A couple of concrete steps to take

A customer recently asked me this: “We still lack a bit of acceptance among our users for the DSL. Can we chat a little bit about ways of teaching them how to use MPS and the DSL?”

I suggested to ask their colleagues in their sister department, because they seem to be quite successful with it. For all of you who don’t have the luxury of just asking colleagues, here are some pointers of what to do.

Three Preliminaries

First, I don’t think any of what I am going to say is a) a huge surprise and b) specific to DSLs. It is tried and trusted techniques of introducing something new into an organization. The more disruptive the change is, the more critical is a structured approach of introducing the change. And DSLs certainly are disruptive.

The second preliminary is that all of what I am going to suggest won’t work if the new tool or approach isn’t any good. Make sure that your “new thing” actually fits with the work your users have to do. It’s ok to be disruptive, but you have to disrupt with something really good.
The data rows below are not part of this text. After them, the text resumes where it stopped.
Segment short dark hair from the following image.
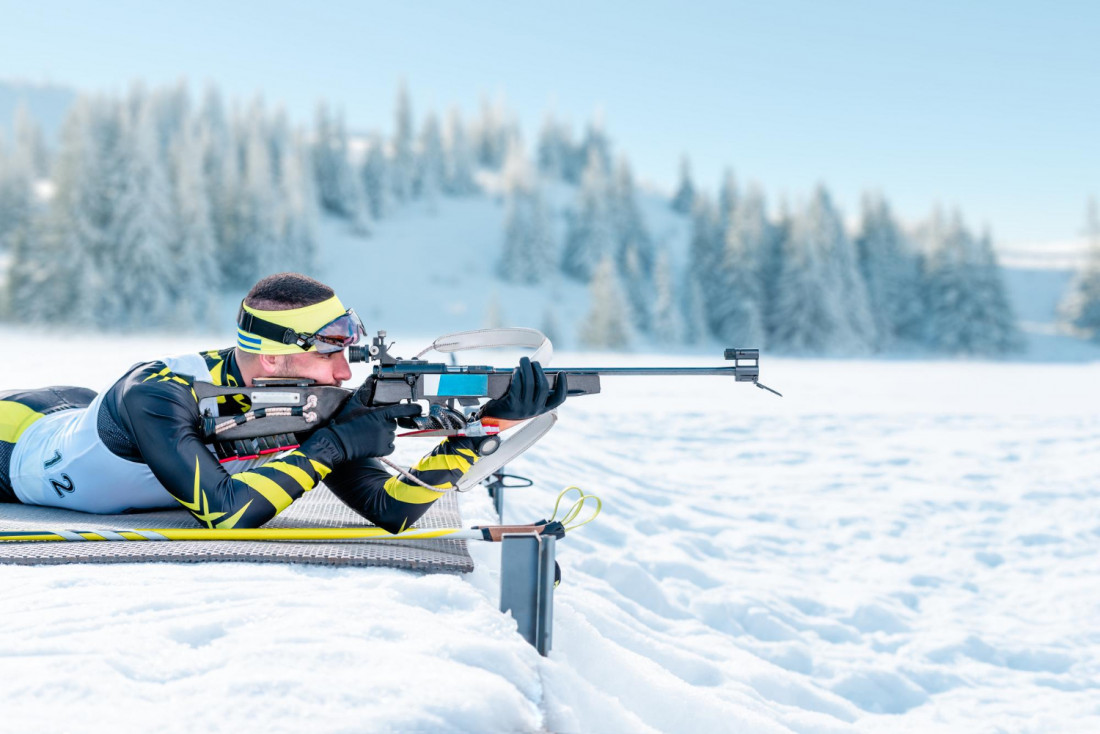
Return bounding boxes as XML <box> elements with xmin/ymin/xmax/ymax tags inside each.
<box><xmin>244</xmin><ymin>273</ymin><xmax>335</xmax><ymax>311</ymax></box>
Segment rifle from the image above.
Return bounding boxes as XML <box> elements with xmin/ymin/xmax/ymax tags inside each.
<box><xmin>350</xmin><ymin>330</ymin><xmax>777</xmax><ymax>400</ymax></box>
<box><xmin>193</xmin><ymin>328</ymin><xmax>780</xmax><ymax>488</ymax></box>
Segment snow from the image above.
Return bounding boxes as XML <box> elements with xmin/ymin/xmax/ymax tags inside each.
<box><xmin>1</xmin><ymin>328</ymin><xmax>1099</xmax><ymax>732</ymax></box>
<box><xmin>3</xmin><ymin>182</ymin><xmax>1100</xmax><ymax>730</ymax></box>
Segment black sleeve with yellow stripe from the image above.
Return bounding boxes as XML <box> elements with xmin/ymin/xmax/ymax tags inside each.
<box><xmin>323</xmin><ymin>437</ymin><xmax>484</xmax><ymax>534</ymax></box>
<box><xmin>116</xmin><ymin>363</ymin><xmax>331</xmax><ymax>529</ymax></box>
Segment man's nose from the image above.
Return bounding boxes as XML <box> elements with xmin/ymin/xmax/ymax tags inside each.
<box><xmin>334</xmin><ymin>351</ymin><xmax>353</xmax><ymax>382</ymax></box>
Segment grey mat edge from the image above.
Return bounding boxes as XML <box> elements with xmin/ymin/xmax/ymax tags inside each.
<box><xmin>0</xmin><ymin>487</ymin><xmax>474</xmax><ymax>573</ymax></box>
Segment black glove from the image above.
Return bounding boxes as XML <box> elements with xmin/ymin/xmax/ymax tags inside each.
<box><xmin>302</xmin><ymin>391</ymin><xmax>422</xmax><ymax>468</ymax></box>
<box><xmin>482</xmin><ymin>357</ymin><xmax>567</xmax><ymax>421</ymax></box>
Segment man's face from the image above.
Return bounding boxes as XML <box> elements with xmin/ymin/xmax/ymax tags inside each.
<box><xmin>272</xmin><ymin>350</ymin><xmax>353</xmax><ymax>387</ymax></box>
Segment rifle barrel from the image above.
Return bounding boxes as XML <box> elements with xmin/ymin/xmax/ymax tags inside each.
<box><xmin>546</xmin><ymin>367</ymin><xmax>742</xmax><ymax>376</ymax></box>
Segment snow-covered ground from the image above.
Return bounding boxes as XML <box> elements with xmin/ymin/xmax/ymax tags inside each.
<box><xmin>3</xmin><ymin>187</ymin><xmax>1099</xmax><ymax>731</ymax></box>
<box><xmin>1</xmin><ymin>331</ymin><xmax>1098</xmax><ymax>733</ymax></box>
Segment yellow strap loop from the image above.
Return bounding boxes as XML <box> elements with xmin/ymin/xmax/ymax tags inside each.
<box><xmin>549</xmin><ymin>486</ymin><xmax>603</xmax><ymax>532</ymax></box>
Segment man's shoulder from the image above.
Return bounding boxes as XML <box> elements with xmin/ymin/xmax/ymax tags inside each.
<box><xmin>121</xmin><ymin>349</ymin><xmax>230</xmax><ymax>382</ymax></box>
<box><xmin>115</xmin><ymin>349</ymin><xmax>232</xmax><ymax>403</ymax></box>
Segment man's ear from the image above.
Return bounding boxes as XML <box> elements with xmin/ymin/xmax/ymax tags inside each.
<box><xmin>257</xmin><ymin>354</ymin><xmax>281</xmax><ymax>376</ymax></box>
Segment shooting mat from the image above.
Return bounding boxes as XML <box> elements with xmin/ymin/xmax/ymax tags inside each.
<box><xmin>0</xmin><ymin>486</ymin><xmax>473</xmax><ymax>572</ymax></box>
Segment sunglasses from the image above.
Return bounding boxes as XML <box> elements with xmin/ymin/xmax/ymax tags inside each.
<box><xmin>308</xmin><ymin>309</ymin><xmax>367</xmax><ymax>354</ymax></box>
<box><xmin>237</xmin><ymin>304</ymin><xmax>366</xmax><ymax>354</ymax></box>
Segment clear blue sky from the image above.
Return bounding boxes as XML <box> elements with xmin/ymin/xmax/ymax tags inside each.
<box><xmin>1</xmin><ymin>0</ymin><xmax>1096</xmax><ymax>243</ymax></box>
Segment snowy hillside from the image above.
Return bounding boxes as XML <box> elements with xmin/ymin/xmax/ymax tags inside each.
<box><xmin>1</xmin><ymin>332</ymin><xmax>1098</xmax><ymax>732</ymax></box>
<box><xmin>310</xmin><ymin>175</ymin><xmax>692</xmax><ymax>351</ymax></box>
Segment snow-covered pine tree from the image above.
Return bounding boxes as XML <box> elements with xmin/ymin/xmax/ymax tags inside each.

Otherwise you have no chance.

Third there’s politics, some folks’ general lack of motivation to change and all kinds of other psychological things to consider. I won’t cover these things here; we assume the set of users you want to “convince” is not unreasonably opposed.

So let’s now look at how the successful department did it:

Introductory Workshop

We had developed the first version/release/prototype of the language with the help of two domain experts. They were part of the language development team, and helped us make sure the language was reasonably close to the domain. After we build a few prototype models using the language with these two, we decided we were ready for a wide audience. IIRC twelve additional users were scheduled to learn the tool next. We started with a multi-day workshop where we explained the idea, gave an overview over the language and then developed a few example models from their specific sub-domain. Didn’t all go completely smoothly, but at the end of the week I think there was general agreement that this new thing isn’t completely crap and might actually simplify their work.

Champion

The next ingredient is a champion; her role is to act as a bridge between the language development team and the (growing) user community. She acts as the first level support for questions from the users and works with them during the initial use of the tool. She is also part of the development team’s Dailys and requirements discussions, and she validates a new release before it leaves the barn. Every two weeks when we release a new version of the tool, she writes a release notes document that explains the new features, required manual changes to existing models, or automatically executing model migrations. Every week she also moderates a Q&A session where the users can ask questions; a representative of the developers is also part of this meeting, so devs and users can discuss technical issues directly.

Pairing

Nobody uses the tool alone during the first phases of use. At least two, sometimes even larger gaggles work together. As we all know, it is easier to avoid getting stuck when you’re not sitting in front of the box alone.

Quick turnaround

No tool is perfect. Especially not one which tries to “inhale” the semantics of a non-trivial domain. An important ingredient to successful adoption is that the turnaround time based on user feedback is reasonably quick. Nothing is more frustrating if users find a problem or something that doesn’t fit their tasking, and then nothing happens for weeks and weeks. Larger changes of course take longer (and often need quite a bit of discussion to identify the right abstractions), but you can win a lot of hearts and minds if small (and annoying) problems are fixed quickly.

Wrap-Up

So basically that’s it. Quite obvious, isn’t it? It one of these things where the problem isn’t that these things are hard to come up with; it’s more a matter of just doing it, systematically.